Outotec’s monthly financial review process forms a key control mechanism when measuring the effectiveness of operations and the development of the company versus the set financial targets. Monthly reporting includes detailed analysis of deviations between actual results, budget, previous year and latest forecast. In addition to the financial information the reporting covers also other key performance indicators for measuring the operational performance of Outotec, Business Units, Market Areas as well as cost development of Corporae Functions. As project deliveries represent majority of Outotec’s sales, project risk management and project controlling are the key processes for providing information for financial control and reporting.
Financial performance and outlook are reviewed on monthly basis on all organizational levels. Special emphasis is put on the review of project related contractual risks, project provisions and financial performance. Project related financial performance and risks are reviewed also by the Audit and Risk Committee on a quarterly basis. Controllers participate in evaluating the performance as well as in planning activities. Controllers’ responsibility is also to ensure that the reporting follows corporate guidelines and time schedules.

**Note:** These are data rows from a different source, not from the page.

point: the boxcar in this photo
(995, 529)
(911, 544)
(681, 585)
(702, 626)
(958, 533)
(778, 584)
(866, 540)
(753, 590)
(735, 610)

The company has one auditor which shall be an auditing firm authorized by the Finland Chamber of Commerce. The auditor is elected by the AGM to audit the accounts for the ongoing financial year and its duties cease at the closure of the subsequent AGM. The audit firm performs an annual audit of the accounting records for each financial year, the annual accounts and the corporate governance of the company. The audit of the company also includes an examination of the consolidated annual accounts for the company, as well as the relationships between Outotec companies. This calls for cooperation between the auditor of Outotec Oyj and the auditors of the other Outotec companies world-wide. In the scope of the audit, it is taken into account that the company has its own separate internal audit function. On closing of the annual accounts, the external auditor submits the statutory auditor’s report to the company’s shareholders, and it also regularly reports the findings to the Board of Directors’ Audit and Risk Committee. An auditor, in addition to fulfilling general competency requirements, must also comply with legal independence requirements guaranteeing the execution of an independent and reliable audit.
In 2019, the company paid a fee of EUR 0.9 million (2018: EUR 0.8 million) for the auditing services. Additionally, the company paid to the auditor EUR 1.5 million (2018: EUR 0.5 million) for non-auditing related consultation.
In the Annual General Meeting on March 14, 2019, PricewaterhouseCoopers Oy, a firm of authorized Public Accountants was elected as the company’s auditor. The auditor with principal responsibility is APA Pasi Karppinen.